C'était la route sur laquelle nous avions marché pour venir jusqu'à cette
maison, la route sur laquelle Maria nous avait quittés.
    Pyotr se souvenait aussi que, pendant cette dernière Aktion, alors que leurs voisins juifs de Bolechow étaient emmenés, presque nus, sur
cette route – les derniers Freilich, Ellenbogen, Kornblüh,
Grünschlag et Adler, quel que fût leur nom, les derniers de ces
générations de Juifs de Bolechow, les bouchers, les chiffonniers, les marchands
de bois, dont la présence ici, tellement inimaginable à présent, est néanmoins
attestée, méticuleusement inscrite à l'encre dans des recensements et des
annuaires professionnels depuis longtemps oubliés et désormais disponibles, de
façon bizarre et improbable, Pour quiconque dispose d'un ordinateur –,
alors que les derniers des Juifs de Bolechow marchaient nus, deux par deux,
vers une mort dont la date et le lieu précis n'apparaissent dans aucun document
officiel, ils avaient crié en polonais à leurs voisins – c'est-à-dire à
Olga qui était toujours debout, le doigt pointé vers la fenêtre, et aux autres
-" Portez-vous bien », « Adieu, nous ne nous reverrons plus
jamais », "Nous ne rencontrerons plus jamais ».
    Alors qu'Alex traduisait le récit de Pyotr de la marche vers
la mort de ses voisins, je me suis souvenu du timbre exact de la voix de mon
grand-père au téléphone quand il disait « Adieu » : ce a à peine
soufflé des Juifs polonais, cette prononciation qui a aujourd'hui presque
disparu de la terre.

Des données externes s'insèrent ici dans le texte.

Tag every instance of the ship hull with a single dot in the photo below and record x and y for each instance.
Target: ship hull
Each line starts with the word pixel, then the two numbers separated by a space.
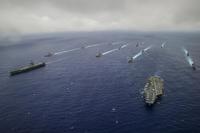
pixel 27 69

Mais ce n'est pas pour cette raison que ces adieux
angoissés sont restés gravés dans mon esprit et ont constitué les détails les
plus horribles de tous ceux que nous avons entendus ce jour-là. C'est seulement
plus tard, après mon retour aux Etats-Unis, que je me suis aperçu que cet
unique détail reliait ce que nous avions entendu à Bolechow, ce jour-là, le
jour dont tout allait dépendre, à quelque chose dont je m'étais souvenu dans
les lettres de Shmiel : l'adieu à la fois conscient et impensable. Je vous
dis adieu et Je vous embrasse de tout mon cœur.
     

     
    Adieu, nous ne nous
reverrons plus jamais.
    C'est un fait bien établi que la plupart des actes de
sauvagerie les plus violents perpétrés contre les Juifs de l'Europe de l'Est
l'ont été, non par les Allemands eux-mêmes, mais par les populations locales de
Polonais, d'Ukrainiens, de Lituaniens, de Latviens – par les voisins, les
intimes, avec qui les Juifs avaient vécu côte à côte pendant des siècles,
jusqu'à ce qu'un délicat mécanisme se grippe et qu'ils se retournent contre
eux. Il y a des gens qui trouvent ça étrange — à commencer par les Juifs
eux-mêmes. Plus d'un survivant que j'ai pu interviewer, dans les années qui ont
suivi ce premier voyage à Bolechow, a exprimé sa sidération, sa colère ou sa
rage devant le fait que des gens qu'il avait considérés comme ses voisins ont
pu, tout à coup, devenir des tueurs.